All that is beside the point, though. Back to the story. The first words the girl said were, "Are you the lady of the house?" What the? The lady of the house?
But I said, "Yes."
"Wow! You don't look anywhere near old enough to own a house! How old are you?"
I know that she was trying to flatter me, and trying to establish some camaraderie before her sales pitch, but I nearly burst out laughing!
First of all, this is a trailer, not a house. Girl, if you can't tell the difference, I feel bad for you. It has a hitch attached to it, cleverly disguised as a planter box. It has a bathtub that is only 9 inches deep (so bathtub, water, and occupant won't fall through the floor and land on the cement pad three feet below). There is a price tag on it that says $7,500 -- half as much as a new car. Who exactly can't afford to own a "house" at that price?
Second, I am 29 years old. Plenty old enough to own a house, I think. Most people my age have owned homes for half a decade. So her attempt to flatter me instead had me thinking about my current lot in life. Hey, why am I almost thirty years old and living in a trailer on a college campus? (Oh yeah, because I snagged myself a handsome, smart, younger man, that's why -- okay, so my lot in life isn't so bad.)

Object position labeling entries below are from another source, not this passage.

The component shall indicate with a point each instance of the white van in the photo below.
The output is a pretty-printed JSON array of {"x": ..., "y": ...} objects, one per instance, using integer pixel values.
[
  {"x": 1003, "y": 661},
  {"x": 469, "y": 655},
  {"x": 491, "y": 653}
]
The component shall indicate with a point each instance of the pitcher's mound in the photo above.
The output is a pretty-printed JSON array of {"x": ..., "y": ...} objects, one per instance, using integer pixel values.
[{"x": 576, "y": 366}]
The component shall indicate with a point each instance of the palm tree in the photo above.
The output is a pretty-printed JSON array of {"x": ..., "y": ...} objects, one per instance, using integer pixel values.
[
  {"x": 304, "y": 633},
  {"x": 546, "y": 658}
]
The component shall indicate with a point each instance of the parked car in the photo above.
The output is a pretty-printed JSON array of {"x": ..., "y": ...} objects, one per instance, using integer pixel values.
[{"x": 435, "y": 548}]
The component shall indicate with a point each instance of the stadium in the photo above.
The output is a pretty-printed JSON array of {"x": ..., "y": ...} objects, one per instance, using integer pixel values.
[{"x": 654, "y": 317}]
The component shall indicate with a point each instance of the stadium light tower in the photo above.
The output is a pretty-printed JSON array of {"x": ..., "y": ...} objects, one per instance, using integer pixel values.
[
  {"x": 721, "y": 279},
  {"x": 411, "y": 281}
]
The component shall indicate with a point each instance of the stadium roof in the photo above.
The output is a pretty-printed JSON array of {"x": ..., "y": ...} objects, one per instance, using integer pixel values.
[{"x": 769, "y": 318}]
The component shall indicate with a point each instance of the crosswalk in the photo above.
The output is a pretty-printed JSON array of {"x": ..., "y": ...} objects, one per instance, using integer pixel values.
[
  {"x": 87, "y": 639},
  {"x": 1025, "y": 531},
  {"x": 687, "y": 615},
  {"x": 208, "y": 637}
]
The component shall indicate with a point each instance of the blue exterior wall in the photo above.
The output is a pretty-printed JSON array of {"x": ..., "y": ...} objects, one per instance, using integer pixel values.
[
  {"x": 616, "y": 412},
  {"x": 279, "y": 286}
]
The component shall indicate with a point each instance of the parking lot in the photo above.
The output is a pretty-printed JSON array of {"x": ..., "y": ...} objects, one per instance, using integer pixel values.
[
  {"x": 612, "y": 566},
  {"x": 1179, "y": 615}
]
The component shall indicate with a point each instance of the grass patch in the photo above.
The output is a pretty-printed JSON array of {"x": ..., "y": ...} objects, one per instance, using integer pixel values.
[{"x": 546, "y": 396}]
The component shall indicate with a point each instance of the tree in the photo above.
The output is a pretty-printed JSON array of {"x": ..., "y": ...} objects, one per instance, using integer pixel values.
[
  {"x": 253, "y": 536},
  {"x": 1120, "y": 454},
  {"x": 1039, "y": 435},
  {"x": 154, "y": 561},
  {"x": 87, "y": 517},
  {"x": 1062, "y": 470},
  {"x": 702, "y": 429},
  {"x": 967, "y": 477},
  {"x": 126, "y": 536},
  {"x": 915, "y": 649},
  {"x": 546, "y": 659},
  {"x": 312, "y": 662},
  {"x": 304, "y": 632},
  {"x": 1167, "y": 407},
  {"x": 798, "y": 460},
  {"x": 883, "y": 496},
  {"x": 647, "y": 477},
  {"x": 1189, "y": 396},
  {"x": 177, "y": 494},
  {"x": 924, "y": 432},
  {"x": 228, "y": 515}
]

"I'm 29," I said. That sent her stammering.
"Oh! Well! You look younger!"
Can it, sister. Get to your pitch. "My name's Ann, nice to meet you," she said, extending her hand. The other hand had been hiding behind her back throughout our exchange. When it emerged, it was holding some sort of card. "I'm trying to win a trip..."
That's when I cut her off and said, "I'm not interested. Have a nice day!" I had groceries to put in the freezer, a baby who needed to go down for a nap, laundry waiting to be folded, jobs to apply for in Tyson's name, and a writing project from work. I didn't have time to help this girl win a trip. I also didn't have money to spend on the magazine subscriptions that would enable her to do so.
Why on earth is that the sales pitch they use? Like I, or any other customer, should buy things so you, another full-grown adult, should win a trip? Don't you think I want to go on a trip? I've worked in marketing for many years, and pretty much the cardinal rule of a sales pitch is letting the potential customer know what's in it for her. Not what's in it for the person doing the selling. Motivate people with fear ("If you don't buy this pest control, bugs are going to overtake your house!). Appeal to their vanity ("Own a home in the most exclusive neighborhood in St. George!"). Speak to their stomachs ("POPcorn! CANdy! PEAnuts! ICE COLD DRINKS!"). Tell them they're getting a great deal ("A full-year subscription costs less than one issue at the newsstand!"). But don't try to tell them that the best thing they'll get by buying this product is a sense of satisfaction for sending you, the salesperson, on a trip.
At least she backed down gracefully, not at all like the last one. In my seventh month of pregnancy, I arrived home on my lunch break to find a girl talking to Tyson on our porch. "I'm just harassing your husband," she said, as I got out of my car. Hmmm.
"I told her she'd have to talk to you, because you read magazines and I don't," Tyson said.
"I'm trying to win a trip..." she began, as Tyson went into the house.
"I'm not interested," I said, cutting her off, "And you might want to find somewhere else to go, because door-to-door solicitations aren't allowed on campus."
"Sorry, bitch!" she said, in a way that didn't really sound like she was sorry, you know? I stood there stunned as she turned and walked toward my neighbor's house. Geez! I feel bad for you, girl, that you somehow got roped into such a crummy job, trying to win "trips" and all. Going door-to-door must really suck, but where do you get off calling a pregnant woman a b*tch just because she doesn't want to buy your magazines?
Like I said, solicitations aren't allowed on campus, so when I told Tyson what had happened, he called the campus police. "We loooove rounding up solicitors!" they said. When I left to go back to work, there were two campus police cars entering the park. Wow, there's another crummy job, if the most exciting thing they get to do is round up solicitors.
I know someday I'll be "old enough" to own a house, and I won't have the protection of rules against door-to-door solicitation, so I might as well enjoy it while it lasts, right? As yesterday's visitor left my doorstep, I thought about ratting her out to the campus police, but I decided to let her go on her way. After all, I had groceries to put in the freezer, a baby who needed to go down for a nap, laundry waiting to be folded, jobs to apply for in Tyson's name, and a writing project from work. I didn't have time to ruin anyone's day.